Le quartier Stalingrad n'en peut plus du crack

 

ABORDS DE LA PLACE DE STALINGRAD, JUILLET DERNIER.

Les habitants du quartier Stalingrad, situé à la frontière des Xe , XVIIIe et XIXe arrondissements , subissent depuis plusieurs mois les violences liées au trafic de crack. Aujourd'hi, ils entendent manifester pour dénoncer cette situation.

IMMEUBLES ABANDONNÉS et squattés, magasins fermés, et des dizaines de revendeurs de crack dans les rues, le paysage est sombre aux abords de la place de Stalingrad. Envahi par le trafic de crack depuis plusieurs mois, ce quartier situé à la frontière des X e , XVIII eet XIX e arrondissements a des allures de ghetto.

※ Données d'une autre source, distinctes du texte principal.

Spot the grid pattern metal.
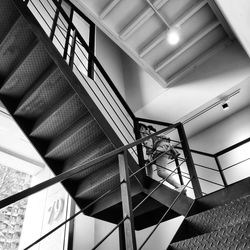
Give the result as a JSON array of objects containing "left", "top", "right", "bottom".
[
  {"left": 0, "top": 16, "right": 36, "bottom": 78},
  {"left": 76, "top": 161, "right": 120, "bottom": 201},
  {"left": 45, "top": 114, "right": 103, "bottom": 159},
  {"left": 31, "top": 92, "right": 88, "bottom": 139},
  {"left": 15, "top": 67, "right": 71, "bottom": 119},
  {"left": 0, "top": 42, "right": 53, "bottom": 98}
]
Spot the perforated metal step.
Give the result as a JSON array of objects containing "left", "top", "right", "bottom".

Frédéric habite le X e depuis quinze ans et assure que le quartier n'a jamais été aussi dangereux. « Les toxicos se défoncent dans nos halls d'immeuble et même dans la rue, sous les yeux des enfants. Ils errent nuit et jour les yeux perdus dans le vide comme des fantômes. Le crack les rend très violents. On se fait agresser tous les jours sans raison et la police ne fait pas son travail. Les gens ont peur de sortir de chez eux », confie-t-il. Ereinté par l'agressivité des consommateurs de crack, Frédéric manifestera ce soir avec d'autres habitants place de Stalingrad pour que des mesures soient prises contre le trafic de drogue. En six mois, le trafic s'est déporté du quartier de Château-Rouge (XVIII e ) à la rue d'Aubervilliers (XIX e ) et autour de la rue Louis-Blanc dans le X e arrondissement. Cette complexité géographique arrange les trafiquants et rend le travail de la police difficile. « Une patrouille de police du XIX e arrondissement n'a pas le droit d'intervenir sur le X e , par exemple. Les dealers n'ont qu'à traverser la rue pour continuer leur trafic tranquillement », souligne Frédéric.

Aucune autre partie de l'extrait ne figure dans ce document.